黒い布を使ったフランスの古いスカプラリオ。修道女、あるいは第三会会員により、ひとつひとつ丁寧な手作業で製作されたものです。
スカプラリオの中央には、紡錘形のポシェット(小袋)がひとつずつ縫い付けられています。ふたつのポシェットは絹で出来ており、それぞれ異なるモノグラム(組み合わせ文字)がオレンジ色の糸で刺繍されています。一方のポシェットには、ギリシア文字エータ
(H) を十字架と組み合わせたモノグラムが刺繍されています。このエータは、通常イオタ、エータ、シグマの三文字で表されるクリストグラム(イエズスの象徴)が、スペースの都合で略記されたものでしょう。もう一方のポシェットには、マリアの頭文字
"M" を十字架と組み合わせた聖母のモノグラムが刺繍されています。
ポシェットは厚みがあり、何かを封入していると思われます。スカプラリオは肌身離さず持ち歩くものですから、封入されているのはアグヌス・デイではないでしょうか。アグヌス・デイとは教皇の祝福を受けた蝋の小円盤で、これを常に身に着ければ罪の赦しが得られ、厳しい気候や洪水、火事、疫病、悪魔、突然の死から守られるといわれています。

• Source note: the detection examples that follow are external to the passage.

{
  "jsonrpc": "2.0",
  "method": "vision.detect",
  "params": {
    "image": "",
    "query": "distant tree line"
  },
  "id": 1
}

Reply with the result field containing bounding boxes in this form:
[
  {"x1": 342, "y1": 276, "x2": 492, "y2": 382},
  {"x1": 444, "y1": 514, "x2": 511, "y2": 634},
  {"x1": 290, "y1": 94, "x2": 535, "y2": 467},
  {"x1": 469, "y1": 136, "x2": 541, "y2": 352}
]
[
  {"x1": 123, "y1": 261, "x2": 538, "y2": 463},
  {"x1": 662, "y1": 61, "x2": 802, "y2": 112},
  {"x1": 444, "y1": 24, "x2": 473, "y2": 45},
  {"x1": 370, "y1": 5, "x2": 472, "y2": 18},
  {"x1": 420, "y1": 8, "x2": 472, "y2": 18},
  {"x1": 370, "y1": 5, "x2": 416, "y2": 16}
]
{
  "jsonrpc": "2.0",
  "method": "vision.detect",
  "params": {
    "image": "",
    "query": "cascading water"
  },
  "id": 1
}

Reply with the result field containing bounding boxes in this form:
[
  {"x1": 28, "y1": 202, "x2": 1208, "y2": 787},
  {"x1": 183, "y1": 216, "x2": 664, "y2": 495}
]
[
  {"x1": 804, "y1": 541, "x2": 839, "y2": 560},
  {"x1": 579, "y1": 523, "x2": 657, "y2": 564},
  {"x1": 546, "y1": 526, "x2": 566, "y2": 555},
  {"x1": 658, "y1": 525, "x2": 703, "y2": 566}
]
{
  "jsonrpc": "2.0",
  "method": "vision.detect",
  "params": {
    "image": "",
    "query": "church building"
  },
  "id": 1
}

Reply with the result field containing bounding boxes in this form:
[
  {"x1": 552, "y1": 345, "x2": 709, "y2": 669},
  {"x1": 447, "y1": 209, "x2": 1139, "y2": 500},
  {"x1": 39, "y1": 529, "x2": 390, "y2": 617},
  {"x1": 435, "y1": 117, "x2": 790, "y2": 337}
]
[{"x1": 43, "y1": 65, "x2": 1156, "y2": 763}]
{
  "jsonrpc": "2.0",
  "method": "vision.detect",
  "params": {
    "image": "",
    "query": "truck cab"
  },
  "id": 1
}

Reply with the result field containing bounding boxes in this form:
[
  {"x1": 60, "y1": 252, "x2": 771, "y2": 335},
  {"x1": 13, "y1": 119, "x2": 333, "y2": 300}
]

絹のポシェットを取り囲む黒い布地部分には、マリゴールドの花のようなパターンがオレンジの糸で刺繍されています。また黒い布地は花弁形になっていて、手作業の刺繍によりたいへん丁寧に縁取られています。
本品は数十年前に製作された古い物ですが、未使用品と思われ、製作当時のままの良好な保存状態です。このように美しいスカプラリオは私自身初めて目にしました。たいへん稀少な作例です。